Love Your Husband




Happy Birthday Daniel! In honor of my sweet husband's birthday, I thought I would share a few ways that I love my husband. This is not a checklist to a perfect marriage because we certainly don't have one, and you will not be able to do all of these all the time.  Know that regardless of if you do any of these things yet, God is a healer and restorer. Wherever your marriage is, God can heal wounds and restore your relationship.

 

1. Pray For Him
I have noticed that when I'm not taking the time to pray for Daniel that I'm a lot quicker to judge his actions and intentions. Praying for your husband will grow your marriage deeper because the focus will no longer just be you two. If you haven't been praying for your husband, try out a book like 31 Prayers for Your Husband by Jennifer Smith. I used this to get an idea of what I should be praying for him. I focus a lot on praying for his career as a firefighter. That he is safe, that God is forming him to be a leader, and that he is building relationships from which he can share Christ with his coworkers. I also pray for his relationship with God. That God would grow him and prepare him to lead our family in whatever way He takes us.




2. Encourage Him
We all struggle with doubt.
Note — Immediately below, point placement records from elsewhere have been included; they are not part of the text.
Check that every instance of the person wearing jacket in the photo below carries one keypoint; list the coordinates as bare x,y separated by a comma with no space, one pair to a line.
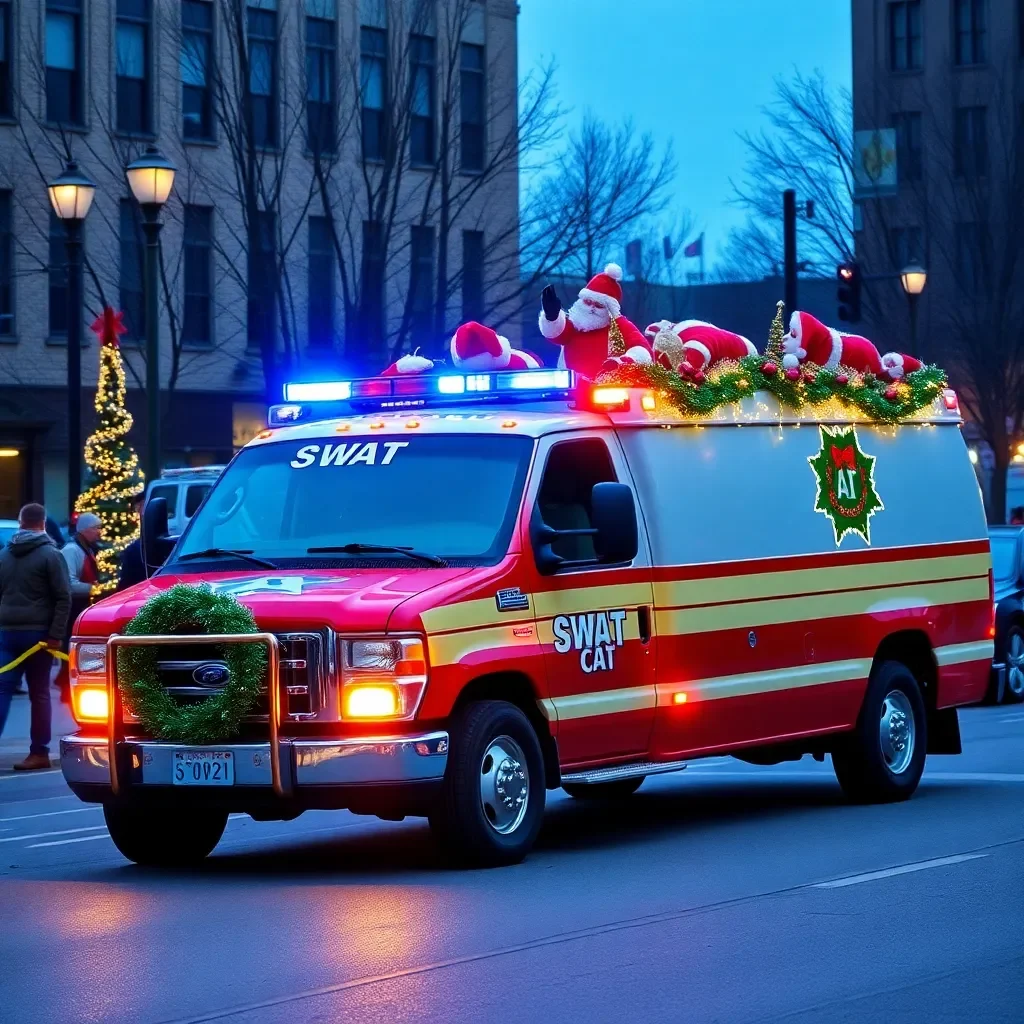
35,601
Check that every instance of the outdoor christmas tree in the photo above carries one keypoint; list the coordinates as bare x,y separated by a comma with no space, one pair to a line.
114,477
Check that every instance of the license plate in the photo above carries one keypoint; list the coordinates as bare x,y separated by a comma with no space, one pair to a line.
204,768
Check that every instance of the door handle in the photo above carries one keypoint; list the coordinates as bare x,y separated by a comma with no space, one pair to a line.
643,621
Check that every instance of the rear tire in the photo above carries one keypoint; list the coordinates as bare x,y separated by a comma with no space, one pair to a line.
604,791
164,838
883,759
494,791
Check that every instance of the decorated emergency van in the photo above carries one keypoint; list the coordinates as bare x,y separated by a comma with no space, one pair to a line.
445,595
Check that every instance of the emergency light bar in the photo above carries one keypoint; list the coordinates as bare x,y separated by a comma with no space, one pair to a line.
322,399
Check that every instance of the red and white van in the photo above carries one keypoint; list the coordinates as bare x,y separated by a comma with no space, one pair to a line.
482,587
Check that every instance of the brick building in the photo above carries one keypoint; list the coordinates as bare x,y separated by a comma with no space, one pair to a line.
316,142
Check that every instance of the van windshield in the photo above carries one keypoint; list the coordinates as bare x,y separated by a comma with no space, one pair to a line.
451,496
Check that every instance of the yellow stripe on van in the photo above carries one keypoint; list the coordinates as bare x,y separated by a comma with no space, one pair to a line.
832,605
723,590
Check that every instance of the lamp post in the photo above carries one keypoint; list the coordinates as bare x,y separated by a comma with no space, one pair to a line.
71,196
913,278
151,179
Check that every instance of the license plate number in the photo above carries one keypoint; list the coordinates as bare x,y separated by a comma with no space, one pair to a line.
204,768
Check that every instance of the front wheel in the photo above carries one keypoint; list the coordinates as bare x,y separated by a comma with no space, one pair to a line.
883,759
164,838
494,791
604,791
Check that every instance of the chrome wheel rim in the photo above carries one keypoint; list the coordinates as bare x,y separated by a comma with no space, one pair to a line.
1015,662
896,731
504,784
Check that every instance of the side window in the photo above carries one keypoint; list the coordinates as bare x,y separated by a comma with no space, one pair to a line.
194,498
170,493
572,469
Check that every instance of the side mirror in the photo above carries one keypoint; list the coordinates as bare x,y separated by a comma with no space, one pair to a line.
613,513
157,546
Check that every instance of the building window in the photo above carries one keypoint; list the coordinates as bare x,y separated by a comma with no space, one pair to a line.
904,36
262,306
57,270
132,62
909,159
6,52
421,283
130,278
373,279
421,107
969,32
472,275
473,108
197,61
322,51
321,282
197,321
970,245
971,142
906,246
373,76
64,61
263,71
6,266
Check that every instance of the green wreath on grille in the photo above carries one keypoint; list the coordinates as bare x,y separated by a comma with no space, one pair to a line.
192,609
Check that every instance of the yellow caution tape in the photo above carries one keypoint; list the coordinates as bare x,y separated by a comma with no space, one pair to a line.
32,650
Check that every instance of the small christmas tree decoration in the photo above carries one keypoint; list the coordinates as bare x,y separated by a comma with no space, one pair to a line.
114,477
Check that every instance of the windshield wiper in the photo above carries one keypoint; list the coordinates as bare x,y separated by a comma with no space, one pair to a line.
378,549
246,556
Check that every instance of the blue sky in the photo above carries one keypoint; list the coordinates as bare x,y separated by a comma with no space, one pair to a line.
693,71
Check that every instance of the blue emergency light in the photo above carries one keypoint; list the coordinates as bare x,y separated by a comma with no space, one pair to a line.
305,400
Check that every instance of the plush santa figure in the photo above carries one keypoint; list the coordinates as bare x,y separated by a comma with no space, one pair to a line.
414,364
809,340
691,346
474,346
592,324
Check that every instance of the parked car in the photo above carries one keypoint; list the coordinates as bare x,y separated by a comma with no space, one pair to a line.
8,527
183,489
1008,571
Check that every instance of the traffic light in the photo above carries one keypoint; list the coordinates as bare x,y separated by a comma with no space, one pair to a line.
848,293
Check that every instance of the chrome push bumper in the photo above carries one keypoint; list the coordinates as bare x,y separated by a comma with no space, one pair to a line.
311,763
280,767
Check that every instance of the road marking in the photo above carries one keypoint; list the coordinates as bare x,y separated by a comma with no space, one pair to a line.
62,832
50,814
65,842
922,865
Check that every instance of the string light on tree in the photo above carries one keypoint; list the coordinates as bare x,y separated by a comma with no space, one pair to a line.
114,476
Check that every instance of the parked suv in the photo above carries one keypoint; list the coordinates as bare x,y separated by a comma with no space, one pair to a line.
183,489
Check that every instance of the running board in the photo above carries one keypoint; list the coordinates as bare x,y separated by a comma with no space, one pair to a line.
619,772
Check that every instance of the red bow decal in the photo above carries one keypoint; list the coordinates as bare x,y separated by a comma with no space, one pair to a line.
109,326
844,457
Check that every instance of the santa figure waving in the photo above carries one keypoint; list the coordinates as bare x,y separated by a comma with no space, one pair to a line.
593,331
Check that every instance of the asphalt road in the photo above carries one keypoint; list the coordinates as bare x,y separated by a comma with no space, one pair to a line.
727,893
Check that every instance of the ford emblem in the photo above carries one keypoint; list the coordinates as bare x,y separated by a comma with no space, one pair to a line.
212,675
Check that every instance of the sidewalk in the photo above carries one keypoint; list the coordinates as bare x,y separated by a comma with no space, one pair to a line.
14,741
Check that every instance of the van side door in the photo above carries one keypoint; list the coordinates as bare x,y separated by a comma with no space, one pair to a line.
594,620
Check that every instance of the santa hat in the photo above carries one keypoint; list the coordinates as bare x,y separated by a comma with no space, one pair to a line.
414,364
605,289
896,366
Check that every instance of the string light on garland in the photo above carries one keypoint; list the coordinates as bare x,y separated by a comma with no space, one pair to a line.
114,477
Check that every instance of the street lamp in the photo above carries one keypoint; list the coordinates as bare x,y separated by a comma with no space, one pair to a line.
913,278
71,196
151,179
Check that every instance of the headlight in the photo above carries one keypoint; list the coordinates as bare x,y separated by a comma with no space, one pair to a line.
382,679
89,658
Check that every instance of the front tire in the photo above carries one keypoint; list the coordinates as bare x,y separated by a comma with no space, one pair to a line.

Doubt about ourselves and doubt about God's plan. Whenever your husband brings up his doubts or struggles, encourage him. Remind him what scripture says. Also, encourage him to feel comfortable bringing up those doubts with you. I guarantee your husband is struggling with something, he just may not have said anything about it. The enemy wants spouses to be disconnected, and not share their hearts with each other. He wants to tear apart relationships and marriages. Don't let him.




3. Affirm Him
As wives we have the ability to build up and affirm our husband, or to tear them down. To affirm him, you have to focus on what his strengths are. What is he good at? Is it woodworking, his job in sales, building relationships, understanding the Bible, or even doing yard work? Take every chance you get to affirm him, and tell him that he is appreciated and loved. I want to encourage my husbands growth, not contribute to a lack of confidence. 





4. Respect Him
Husbands deserve respect from their wives and children. God has given them authority over the family for reason. He is the leader, and as a leader he should be respected. That respect includes his decisions, opinions, abilities, and qualities. Decisions are the hardest to respect, especially if you disagree. It's possible to disagree and explain why you disagree while still respecting your husbands decision. Respect does not mean that you are a silent partner. Once your husband does make a decision, right or wrong, no good can come from nagging or complaining. God has called us to respect our husbands because it will make our marriages more glorifying to Him! 



God loves us and wants our marriages to be a reflection of that love. I still struggle to do all of these things, but I can easily tell the difference in our marriage between when I am and when I'm not. I pray that you find the strength and courage to begin praying, encouraging, affirming, and respecting your husband.